Conde Nast Closes Gourmet


It’s all over the news that Conde Nast has closed their top food magazine Gourmet. The mag has been leading in the food industry since 1941. (That’s about 70 years!) It’s rare that Conde Nast would choose one of their oldest, most successful magazines, but execs say ad revenue is simply down. They also closed Cookie and two of their bridal magazines for the same reason, but those are newer and didn’t have the following Gourmet did.

According to The New York Times and NPR, everyone is confused and upset. The editor-in-chief of Gourmet, Ruth Reichl, tweeted, “We’re all stunned, sad.” No one expected this to happen, especially to Gourmet.

This whole ordeal for some reason is the first thing to really make me afraid that print may one day die. Before I was always considering readership, but readership isn’t the issue. Of course people will always want to physically flip the pages, but that doesn’t mean they’ll always be profitable for the companies. I knew that ad sales were important, but I never thought huge magazines like Gourmet would suffer for it. What if one day top-notch fashion designers don’t consider Vogue to be the most important place to advertise their collections? Anna Wintour won’t be editor-in-chief forever and what if when she leaves, so do the people (advertisers/designers) who trust her and follow her judgment? A 60 Minutes interview with her even showed designers saying they often create their collections with her in mind.

Vogue is to fashion what Gourmet was to food. Will Vogue’s day come sooner than we think?



9 responses to “Conde Nast Closes Gourmet

  1. Trust me, I was as shocked as you were to hear of this catastrophe. And, I couldn’t have said it better, Vogue is the Gourmet of fashion print media. It just goes to show how these occurrences sometimes can’t be predicted–yes, Cookie and the bridal magazines are understandable–but Gourmet, I honestly didn’t even see it coming. Now more than ever do advertisers play an incremental role in the lifespan and survival of our beloved print media.

  2. Seems like they could have explored selling Gourmet to another publisher, rather than closing it down. I wonder why they didn’t?

  3. Maybe they did try to to sell it. If so, that’s even more scary.

    I still dream of a job in a print version of a magazine (silly, I know), but if this is already happening to big, long-lasting names and the ever-popular family of bridal mags, what will be left when we graduate?

    Realistically, I know online is the new frontier of magazines, but we need to figure out a solution to keep magazines alive more quickly to save the titles we love.

    • The comments on Kate’s post remind me of my brother, who continues to buy CDs rather than songs off iTunes. I conformed to the individualized online purchasing a few years ago, but he continues to purchase physical CDs. He once told me he liked having the CD and the album booklet and being able to organize them all.

      I think magazine readers are the same. The music industry is able to continue producing CDs for people like my brother partially because they are making so much money off iTunes and other online music venues. So, it does seem logical that magazines will have to devise some type of online alternative to continue to compete. (Not to mention the ever-growing green movement is probably on the Internet’s side when it comes to paper usage.)

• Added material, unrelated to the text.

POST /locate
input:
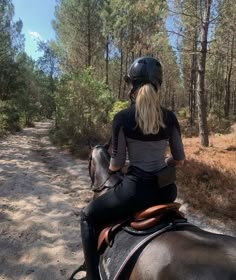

      I think there will always be a market for print magazines for people like my brother. But, I think magazines need to keep exploring and trying to find ways to hybridize the print and online industries.

  4. Somehow I really doubt that Vogue will get shut down. I’m not super familiar with Gourmet, but I know that Vogue has plenty of ad dollars rolling in. About half of Vogue’s content is advertising, and fashion/merchandise is biiiiiig money for magazines. Unless a lot of the major labels go under and pull their marketing needs down with them, Vogue will survive.

  5. I think Vogue will stay. It’s Vogue, after all. While I think it’s scary that even Conde Nast is struggling, I have my doubts that Vogue will meet its demise anytime soon. But then again… it really kind of makes you think, does it?

    I have goosebumps…

  6. Oh Matt, I’ve got the exact same reaction reading this entry – goosebumps.

    I cannot believe Gourmet collapsed so easily like that. Where has the ads revenue gone to? How come the big star like Gourmet suffers and, well, let’s say, BHG still stays? I know they are different, but does that matter?

    I wouldn’t bet that Vogue will stay. No way would I predict something like that. I mean, how many people thought Gourmet would say goodbye? That’s right. Vogue could do the same thing.

  7. Well the difference between Gourmet and BHG is the company. Meredith was more prepared for the downturn than Conde Nast, so it hasn’t affected them as much. I totally agree that Vogue is Vogue so it’ll stick around, but then again, Gourmet was Gourmet… For the food industry, Gourmet was Vogue. And the food industry is just as big as fashion. I’m just afraid that whatever Gourmet’s advertisers freaked out about, so will Vogue’s. You never know.

  8. I like to think that Vogue is safe, and for the most part, I believe it. But I also think that when Gourmet shut down, it was a reality check for a lot of people. Right now, I don’t think any magazine is completely safe.